How has the design of the R&D space adapted to the changing needs of the business?
Most of our laboratories, are classed as ‘standard use’ and the function will not change. However, science and technology are moving at a fast rate and what was once considered normal practice can become outdated. Therefore, within our R&D space, we have re-purposed laboratory areas that were used for a specific function but are now no longer required due to newer techniques becoming available. An example of this would be the decommissioning of our radioisotope laboratory as newer and safer tracers and markers became available.Have there been any specific demands that have required changes to the building itself, e.g., floor loadings, fume extraction, power, lighting, dedicated goods lifts, hazardous waste storage and so on...?

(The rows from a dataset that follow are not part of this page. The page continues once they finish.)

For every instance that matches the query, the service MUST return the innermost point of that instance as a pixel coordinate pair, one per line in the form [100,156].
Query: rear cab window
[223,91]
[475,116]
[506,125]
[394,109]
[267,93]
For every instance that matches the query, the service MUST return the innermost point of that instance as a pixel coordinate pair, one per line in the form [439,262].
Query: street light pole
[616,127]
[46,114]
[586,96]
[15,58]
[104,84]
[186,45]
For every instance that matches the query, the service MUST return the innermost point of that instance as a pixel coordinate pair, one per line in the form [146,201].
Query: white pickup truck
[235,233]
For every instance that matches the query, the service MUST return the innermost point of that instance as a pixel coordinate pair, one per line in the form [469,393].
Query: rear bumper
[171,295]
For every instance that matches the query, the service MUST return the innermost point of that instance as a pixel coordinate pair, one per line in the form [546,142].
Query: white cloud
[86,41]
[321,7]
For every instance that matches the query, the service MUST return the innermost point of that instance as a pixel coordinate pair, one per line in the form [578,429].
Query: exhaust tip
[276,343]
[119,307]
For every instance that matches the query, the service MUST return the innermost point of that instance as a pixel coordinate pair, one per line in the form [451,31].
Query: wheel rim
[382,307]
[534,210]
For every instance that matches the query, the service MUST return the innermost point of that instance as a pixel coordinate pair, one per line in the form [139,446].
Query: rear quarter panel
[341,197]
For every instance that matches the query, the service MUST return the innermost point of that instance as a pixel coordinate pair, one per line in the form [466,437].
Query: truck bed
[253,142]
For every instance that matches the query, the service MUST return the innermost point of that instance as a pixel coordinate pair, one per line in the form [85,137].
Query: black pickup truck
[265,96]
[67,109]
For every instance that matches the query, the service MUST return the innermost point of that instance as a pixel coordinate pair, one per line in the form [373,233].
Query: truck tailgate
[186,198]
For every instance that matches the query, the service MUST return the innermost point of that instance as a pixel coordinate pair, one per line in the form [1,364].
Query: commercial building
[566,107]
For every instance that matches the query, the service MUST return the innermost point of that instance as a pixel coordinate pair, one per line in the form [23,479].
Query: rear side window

Despite the extra load put on the existing M&E systems for the fallow area fit-out no major changes to the building systems were required. However, since taking up occupation, changes to the lighting system (change to LED lights), increased low level air extract (with liquid nitrogen storage) and more power supplies have been made within the R&D facility.How can the physical / built environment encourage better innovation amongst your scientists?
The building needs to be sufficiently flexible to accommodate new technologies, adaptable to changes in use, and provide appropriate non-laboratory space to facilitate interdisciplinary collaboration (including interactive digital communication tools).In terms of driving innovation, how important is cross-discipline research and why?
Drug discovery is a multidisciplinary endeavour. Alldrug discovery projects consist of cross-disciplinary matrix teams to define project strategy, share data and conduct wet-lab science of each specialist discipline. Multi-disciplinary collaborative working is also essential to create truly innovative solutions to the challenges faced by project teams.